Perron projection as a limit

Question

Let $A=(a_{ij})$ be a non-negative square matrix of dimension $N$ and $n$ a natural number so that $a_{ij}^{(n)}>0$ for all $i,j \in \{1,...,N \}$. Here $a_{ij}^{(n)}$ denotes an entry of $A^n$.

Then the Perron-Frobenius theorem states, that $A$ has a positive eigenvalue $r > 0$ with geometric and algebraic multiplicity equal to $1$ and whose absolut value is strictly bigger than the absolute value of any other eigenvalue of $A$. Further more, there are two vectors $v$ and $w$ with strictly positive entries such that $v^{T}A = rv^{T}$ and $Aw=rw$. So $A$ has strictly positive left and right eigenvectors belonging to $r$.

Now I want to show that

$$ \lim_{n \rightarrow \infty} A^n/r^n = wv^{T}/v^{T}w. $$

First I want to looks at the case where $A$ is diagonalizable. I chose a matrix $U$ consisting of a basis of eigenvectors and replaced $A$ by $UDU^{-1}$, where $D$ is the diagonal matrix with all the eigenvalues on $A$ on the diagonal. W.l.o.g. I assumed that the first column of $U$ is the vector $w$. If I then use the fact that the absolute value of $r$ is bigger than the absolute value of any other eigenvalue, I get the following result:

$$ \lim_{n \rightarrow \infty} A^n/r^n = wv^{T} .$$

What am I doing wrong? Why is the $v^{T}w$ missing? Thanks for any advice!

Answer 1

It is not easy to spot mistakes in your derivation of the limit because it is not very explicit.

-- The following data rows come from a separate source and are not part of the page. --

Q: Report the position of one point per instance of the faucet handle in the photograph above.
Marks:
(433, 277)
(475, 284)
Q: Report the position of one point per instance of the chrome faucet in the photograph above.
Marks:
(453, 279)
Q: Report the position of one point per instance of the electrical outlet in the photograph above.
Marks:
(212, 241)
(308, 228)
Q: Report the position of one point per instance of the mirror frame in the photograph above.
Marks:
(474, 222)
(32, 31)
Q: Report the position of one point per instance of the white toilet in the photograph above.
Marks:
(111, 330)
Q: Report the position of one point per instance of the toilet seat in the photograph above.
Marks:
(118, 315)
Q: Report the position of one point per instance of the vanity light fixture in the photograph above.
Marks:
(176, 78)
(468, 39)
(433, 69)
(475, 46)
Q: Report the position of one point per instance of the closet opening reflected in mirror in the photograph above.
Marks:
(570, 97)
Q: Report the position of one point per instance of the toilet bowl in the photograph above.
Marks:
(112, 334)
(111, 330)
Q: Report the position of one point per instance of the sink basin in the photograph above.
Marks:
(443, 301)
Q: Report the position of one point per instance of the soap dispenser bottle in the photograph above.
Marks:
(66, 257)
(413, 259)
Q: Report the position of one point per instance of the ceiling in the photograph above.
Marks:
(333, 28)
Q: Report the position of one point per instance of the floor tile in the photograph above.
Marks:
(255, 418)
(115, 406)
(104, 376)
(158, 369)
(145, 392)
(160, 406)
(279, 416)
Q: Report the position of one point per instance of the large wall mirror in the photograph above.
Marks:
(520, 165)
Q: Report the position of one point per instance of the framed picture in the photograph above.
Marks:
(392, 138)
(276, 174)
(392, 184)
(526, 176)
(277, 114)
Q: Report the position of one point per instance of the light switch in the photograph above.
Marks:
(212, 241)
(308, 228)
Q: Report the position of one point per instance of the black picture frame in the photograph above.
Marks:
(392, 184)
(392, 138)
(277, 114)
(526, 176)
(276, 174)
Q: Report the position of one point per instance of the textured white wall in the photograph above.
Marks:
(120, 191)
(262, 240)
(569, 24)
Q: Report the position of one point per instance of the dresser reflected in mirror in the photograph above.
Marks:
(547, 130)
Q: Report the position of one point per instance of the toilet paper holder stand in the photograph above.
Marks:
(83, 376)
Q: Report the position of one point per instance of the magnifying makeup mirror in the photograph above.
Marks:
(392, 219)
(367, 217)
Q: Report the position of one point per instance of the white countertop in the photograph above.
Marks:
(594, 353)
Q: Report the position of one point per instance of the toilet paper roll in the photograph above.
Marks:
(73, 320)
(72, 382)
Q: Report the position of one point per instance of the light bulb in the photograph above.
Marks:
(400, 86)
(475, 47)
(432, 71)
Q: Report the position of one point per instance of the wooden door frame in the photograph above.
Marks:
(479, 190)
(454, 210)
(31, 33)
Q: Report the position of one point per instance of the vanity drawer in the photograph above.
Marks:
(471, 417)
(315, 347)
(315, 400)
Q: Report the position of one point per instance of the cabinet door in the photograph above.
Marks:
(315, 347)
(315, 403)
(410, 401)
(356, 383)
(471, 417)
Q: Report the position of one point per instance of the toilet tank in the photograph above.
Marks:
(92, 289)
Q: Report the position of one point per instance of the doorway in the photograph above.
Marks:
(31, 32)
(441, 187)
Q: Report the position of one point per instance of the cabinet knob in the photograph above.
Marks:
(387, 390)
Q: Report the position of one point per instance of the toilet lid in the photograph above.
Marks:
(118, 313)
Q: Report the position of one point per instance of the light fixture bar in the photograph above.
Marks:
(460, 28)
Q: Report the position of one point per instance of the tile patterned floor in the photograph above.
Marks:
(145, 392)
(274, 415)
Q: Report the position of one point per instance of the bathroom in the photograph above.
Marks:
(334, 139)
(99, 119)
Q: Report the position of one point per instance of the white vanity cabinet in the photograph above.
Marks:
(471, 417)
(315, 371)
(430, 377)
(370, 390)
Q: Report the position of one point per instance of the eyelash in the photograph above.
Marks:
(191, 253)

If $D$ is the diagonalised form of $A$ with the largest eigenvalue $r$ in the upper left corner then $D^n/r^n$ converges to a matrix with zeroes everywhere except 1 in the upper left corner.

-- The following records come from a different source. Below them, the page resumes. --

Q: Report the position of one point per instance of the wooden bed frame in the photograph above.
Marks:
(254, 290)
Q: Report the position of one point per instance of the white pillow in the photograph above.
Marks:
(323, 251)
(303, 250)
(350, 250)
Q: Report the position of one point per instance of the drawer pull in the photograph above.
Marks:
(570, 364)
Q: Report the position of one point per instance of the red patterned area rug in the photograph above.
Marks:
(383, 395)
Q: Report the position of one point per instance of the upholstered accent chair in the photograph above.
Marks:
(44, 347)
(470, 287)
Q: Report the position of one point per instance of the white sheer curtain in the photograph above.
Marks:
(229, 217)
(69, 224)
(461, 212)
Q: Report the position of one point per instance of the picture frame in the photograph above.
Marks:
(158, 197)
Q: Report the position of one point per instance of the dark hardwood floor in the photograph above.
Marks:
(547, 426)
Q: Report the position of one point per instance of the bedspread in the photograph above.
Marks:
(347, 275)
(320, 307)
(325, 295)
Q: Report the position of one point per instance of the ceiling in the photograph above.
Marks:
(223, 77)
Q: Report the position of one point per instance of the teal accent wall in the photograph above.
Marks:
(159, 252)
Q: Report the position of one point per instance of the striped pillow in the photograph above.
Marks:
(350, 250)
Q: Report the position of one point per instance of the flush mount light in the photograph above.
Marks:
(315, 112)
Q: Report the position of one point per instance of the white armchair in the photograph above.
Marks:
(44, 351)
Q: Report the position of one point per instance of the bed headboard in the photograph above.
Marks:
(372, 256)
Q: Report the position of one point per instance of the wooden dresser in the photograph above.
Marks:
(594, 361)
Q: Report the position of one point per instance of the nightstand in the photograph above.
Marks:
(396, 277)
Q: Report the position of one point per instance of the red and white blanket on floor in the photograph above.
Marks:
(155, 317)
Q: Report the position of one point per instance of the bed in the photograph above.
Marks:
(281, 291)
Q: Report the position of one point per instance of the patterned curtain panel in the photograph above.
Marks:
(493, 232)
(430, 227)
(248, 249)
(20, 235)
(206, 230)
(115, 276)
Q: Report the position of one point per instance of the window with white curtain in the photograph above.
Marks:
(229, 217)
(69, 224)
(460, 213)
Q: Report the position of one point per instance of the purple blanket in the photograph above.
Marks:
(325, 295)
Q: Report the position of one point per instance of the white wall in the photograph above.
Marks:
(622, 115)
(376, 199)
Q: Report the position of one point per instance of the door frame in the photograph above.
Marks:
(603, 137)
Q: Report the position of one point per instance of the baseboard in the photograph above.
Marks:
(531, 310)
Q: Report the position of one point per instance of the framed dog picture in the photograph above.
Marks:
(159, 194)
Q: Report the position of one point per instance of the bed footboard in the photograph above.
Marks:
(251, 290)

Furthermore, if $A$ is diagonal(isable) then $v$ and $w$ are multiples of each other, so dividing by $v^Tw$ is just normalisation. Perhaps in your derivation of the limit you assumed that $v$ and $w$ were unit vectors? (in which case $wv^T$ would be a matrix with zeroes everywhere and $\pm1$ in the upper left corner)

Answer 2

Let $B=A/r.\,$ Applying this matrix as many times as we like leaves the eigenvector $w$ unchanged, i.e. $$\eqalign{ B^n w &= w \cr }$$ but drives any other eigenvector to zero $$\eqalign{ \lim_{n\rightarrow\,\infty } B^n x &= 0 \cr }$$ Similarly for the left eigenvectors, only $v^T$ is spared $$\eqalign{ v^TB^n &= v^T \cr \lim_{n\rightarrow\,\infty } y^TB^n &= 0^T \cr }$$ So the limit of $B^n$ must be a rank-1 matrix (only 1 vector is not in the nullspace), which satisfies the 2 non-zero equations. The only possibility is $\,\,wv^T/v^Tw$